Fiona Banner - All the World's Fighter Planes 2004
This is the second artist's book made by Fiona Banner and the first publication from the Vanity Press. Her first book, The Nam, was a sizable 2.338kg volume of 1,000 leaves of text describing shot by shot six Vietnam War buddy movies (AM207). All The World's Fighter Planes, 2004, is very different. The book is also without text, except for the residual and fractured words around the images cut-out from newspapers: on page 74 a Lynx helicopter seems to have a rotary blade made from newsprint. The book is also smaller and much less of a three-dimensional object than The Nam, which is almost an artist's multiple. And where The Nam was published by Banner herself, and in an edition half the size.
There are 154 pages of both black and white and colour found newspaper cuttings representing every type of fighter aircraft (despite the title there are helicopters as well as planes - the launch publicity interestingly has the title All The World's Fighter Jets) currently in commission anywhere in the world. An index, black on red and red on white, forms the outer covers, as if the book, like the Centre Georges Pompidou, was disclosing its structure on the outside.
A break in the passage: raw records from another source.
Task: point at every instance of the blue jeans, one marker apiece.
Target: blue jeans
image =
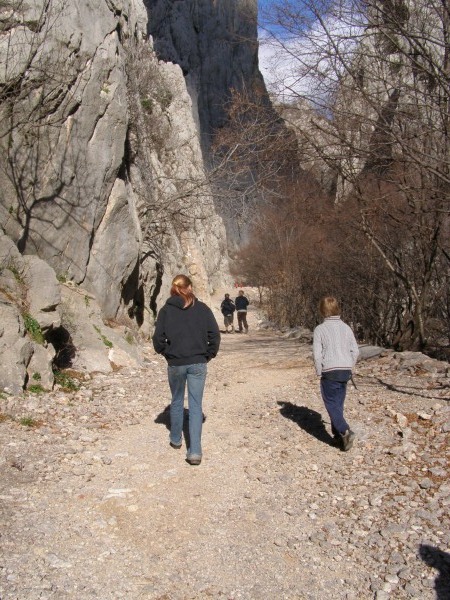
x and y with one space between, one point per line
333 395
195 377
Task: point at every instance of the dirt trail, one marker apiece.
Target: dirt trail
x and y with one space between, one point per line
95 504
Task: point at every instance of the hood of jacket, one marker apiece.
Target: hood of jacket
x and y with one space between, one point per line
176 301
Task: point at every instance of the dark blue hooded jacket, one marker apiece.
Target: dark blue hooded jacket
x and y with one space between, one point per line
186 336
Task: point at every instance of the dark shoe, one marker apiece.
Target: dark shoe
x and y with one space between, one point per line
194 459
347 439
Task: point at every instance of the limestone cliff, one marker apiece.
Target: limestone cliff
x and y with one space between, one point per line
215 44
101 168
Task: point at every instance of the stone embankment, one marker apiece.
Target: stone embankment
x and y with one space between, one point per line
95 504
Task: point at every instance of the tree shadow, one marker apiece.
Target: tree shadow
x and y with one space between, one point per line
440 561
309 420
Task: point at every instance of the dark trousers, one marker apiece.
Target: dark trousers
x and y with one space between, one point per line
242 321
333 395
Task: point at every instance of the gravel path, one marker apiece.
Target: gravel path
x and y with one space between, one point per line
95 504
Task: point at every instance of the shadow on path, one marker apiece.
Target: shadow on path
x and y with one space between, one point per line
309 420
439 560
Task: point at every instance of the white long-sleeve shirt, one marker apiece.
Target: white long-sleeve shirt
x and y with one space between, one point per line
334 346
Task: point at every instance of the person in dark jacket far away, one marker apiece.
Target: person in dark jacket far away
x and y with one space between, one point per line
241 304
335 354
188 336
227 308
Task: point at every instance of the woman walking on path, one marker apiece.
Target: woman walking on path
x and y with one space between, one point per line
335 354
227 308
188 336
241 304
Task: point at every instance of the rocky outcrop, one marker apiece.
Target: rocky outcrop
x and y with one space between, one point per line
96 159
215 44
46 324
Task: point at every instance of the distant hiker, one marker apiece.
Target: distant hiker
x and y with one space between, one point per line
188 337
335 354
227 307
241 304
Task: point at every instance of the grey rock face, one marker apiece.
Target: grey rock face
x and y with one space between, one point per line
79 189
215 45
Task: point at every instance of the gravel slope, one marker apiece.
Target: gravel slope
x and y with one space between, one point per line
95 504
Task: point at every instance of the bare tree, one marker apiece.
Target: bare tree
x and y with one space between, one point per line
377 75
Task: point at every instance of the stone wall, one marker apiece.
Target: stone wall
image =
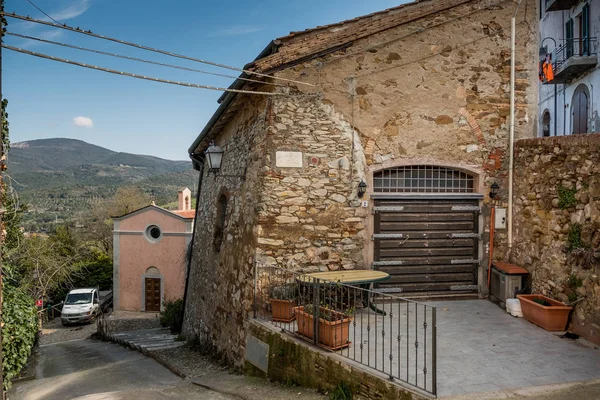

All the World's Fighter Planes references the genre of Jane's Fighting Aircraft series or the other war-gaming or plane-spotting manuals. But instead of sitting, pristine, on the tarmac or prancing at air shows, these aircraft come from news reports of war and other conflicts. There is no average scale to the images, and these images often invade the gutter of the pages: one fills a double-spread, another is as tiny as a squashed aphid. They fly left to right and right to left, up and down the page, some receding, others approaching us full on. On some pages there are as many as five types of aircraft. It is not a manual in any traditional sense.